Bütün gün kendine yapılacak bir sürü iş buldu- ki hafta sonu misafiri geleceği için yapılacak pek çok iş vardı.
Ne ara akşam olduğunu anlamadığından telaşla odasına çıkıp hazırlanmaya başladı. Ömer, Sinan’la birlikteydi. Hatta artık kıskanmaya başlayacağı kadar çok birlikteydiler.
Neva ise ne giyeceğini düşünürken dolabın önünde kalakalmıştı. Sonunda bol paça siyah bir pantolonun üstüne koyu yeşil, kolları fırfırlı dizine kadar gelen bir tunik giydi. Başına siyah yeşil desenli bir şal bağlayıp yine siyah kaşe paltosunu da giyince hazırdı. Dışarı çıktığında Sinan da hazırlanmış onu bekliyordu.
Deri montunun fermuarını çekmiş, kucağında Ömer elinde çantası ona bakıp “ne güzel olmuşsun,” dedi gülümseyerek. Neva üstüne bakıp “orta karar bir şeyler giyeyim dedim,” diye açıklama yaptı.
Birlikte evden çıktıklarında Sinan’ın yine taksi çağırdığını görünce ona baktı ama Sinan omuz silkip “çağırdım bile bana öyle bakma,” dedi. Neva boynu bükük Kartalına bakıp başını salladı.
Tam taksiye binecekleri sırada Zeynep’in karşıdan yorgun bir halde geldiğini gördüler. Sinan “tüh,” diye fısıldadı karısına “yedi sülalemiz dışarı çıktığımızı bilecek şimdi.”

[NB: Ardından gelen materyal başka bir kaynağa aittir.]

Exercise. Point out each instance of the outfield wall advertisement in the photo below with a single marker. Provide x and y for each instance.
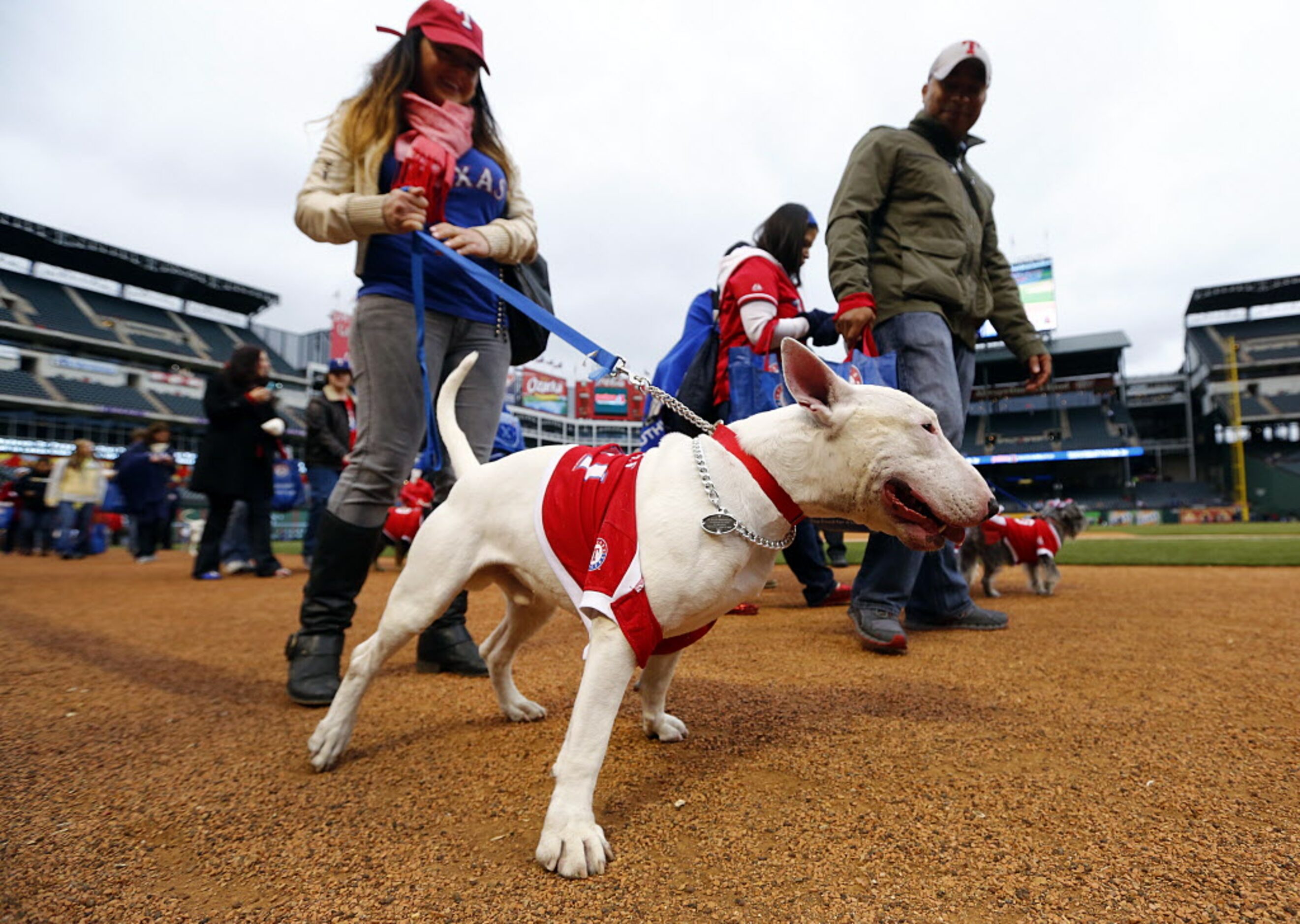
(1038, 294)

“Sinan,” dedi Neva gülmemek için kendini tutmaya çalışıp. Zeynep yanlarına geldiğinde “maşallah,” dedi yorgun bir tebessümle “gezmeye mi?”
“evet,” dedi Sinan ona kolunu atıp kendine çekerken “sen nereden geliyorsun?”
“kütüphaneden,” dedi Zeynep “malum sınav vakti.”
“oy kıyamam ben sana,”
“hadi oradan,” dedi Zeynep ama çoktan başını amcasının göğsüne yaslamıştı, “sen de onlardansın artık.”
“onlardan mı?”
“akademik kadro!”
Neva içlerinde en taze mezun olduğunda anlayışla kolunu sıvazlayıp “bitecek kuzum,” dedi ve ekledi “bir bakmışsın törende kep fırlatıyorsun.”
“ay inşallah yenge ya!” diyen Zeynep’in sesi hayattan bıkmış gibi geliyordu, “hadi sizi tutmayayım daha fazla, iyi gezmeler.”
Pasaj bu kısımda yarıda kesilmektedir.